Quentin straightened proudly. "They won't mess with me,” he vowed. "And they won't kill me. And I'll take care of Ma. I swear.”

Richard grabbed him and pulled him into a deep hug. They clung together for a long moment, then he kissed his son's dark hair and pushed him away. "You be the worst ass-kicker on the block, all right? And the best student. And I'll see you every other weekend. I'm getting a phone put in, so you can call me if you need me.”

"Capice.”

"Here. I'm no Roman emperor, but I got a gift for you.” He pulled a slender, gleaming object from the pocket of his wool jacket, then held it out. Quentin whistled under his breath. He gingerly picked up the long silver handle, thumbed a clasp on one side, and flicked a long, stiletto blade into place. "This beats my pocket knife all to heck,” he whispered. "Thank you, Papa.”

"Tell me how you use it.”

"Never pull it out for fun, ‘cause it's not a toy. Never show it to Father Aleksandr. Or to Ma. Never cut some guy unless he tries to hurt me, first.”

Richard nodded. Quentin slowly folded the deadly blade and slipped it inside his jacket. He looked up at his father with pale misery and a clamped mouth. It was time to say goodbye. "Do you have to go way up there to work?” he asked. "It's almost in Canada.”

"Yeah, I gotta go. It's a free place, it's big enough, and I got the money from the bear sculpture to finally get me started. Your old man's not a bum. No matter what it takes, I'm gonna make you proud.”

"I'm already proud.”

He ruffled Quentin's hair. "You're a good kid,” he said in a gruff tone. "Now gimme a line or two of Latin then get the hell out of here and go upstairs. Be the man of the house for your ma, okay?”

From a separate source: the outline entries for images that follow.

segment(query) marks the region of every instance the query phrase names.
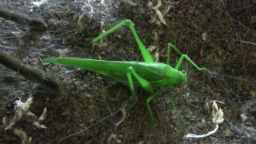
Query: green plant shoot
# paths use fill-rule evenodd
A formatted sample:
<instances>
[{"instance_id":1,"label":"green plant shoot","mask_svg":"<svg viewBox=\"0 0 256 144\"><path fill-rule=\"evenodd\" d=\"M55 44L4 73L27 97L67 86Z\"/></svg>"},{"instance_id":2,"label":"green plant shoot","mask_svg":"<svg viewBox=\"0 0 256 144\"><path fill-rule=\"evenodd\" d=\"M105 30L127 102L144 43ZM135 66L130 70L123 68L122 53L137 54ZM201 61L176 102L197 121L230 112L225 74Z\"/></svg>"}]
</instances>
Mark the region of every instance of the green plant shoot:
<instances>
[{"instance_id":1,"label":"green plant shoot","mask_svg":"<svg viewBox=\"0 0 256 144\"><path fill-rule=\"evenodd\" d=\"M198 70L205 70L206 68L199 67L186 54L182 54L171 43L167 44L166 63L154 62L153 57L139 38L134 27L134 24L130 20L127 19L122 21L118 25L106 30L103 34L101 34L99 36L93 39L90 44L97 42L100 39L126 25L131 30L131 33L142 54L144 62L105 61L78 58L45 58L44 61L52 64L63 64L66 66L94 71L115 79L117 82L129 86L134 101L133 106L134 106L138 100L136 94L136 89L138 87L143 88L150 94L149 97L145 97L146 98L144 98L144 102L146 109L147 110L150 118L151 124L153 126L155 126L156 120L150 106L150 102L159 95L159 90L164 86L173 87L174 85L183 85L187 82L186 73L179 70L179 68L184 60L187 60L190 62ZM172 67L169 65L170 49L174 50L181 55L175 67ZM169 91L170 103L175 110L176 106L174 106L171 92L172 91Z\"/></svg>"}]
</instances>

Quentin got out of the truck, shut the door, then leaned against the passenger window. He took several deep breaths, and Richard saw painfully that he was disciplining himself not to cry. The kid will be all right, he prayed, if he can just walk the line between soft-hearted ideas and cold-blooded facts.

"Ars longa,” Quentin said, finally. "Vita brevis.” Art is long. Life is short.

Richard smiled. "Okay, smart guy. What's that mean?”

"I want you to live forever,” Quentin said gruffly, then turned and walked away before the tears showed.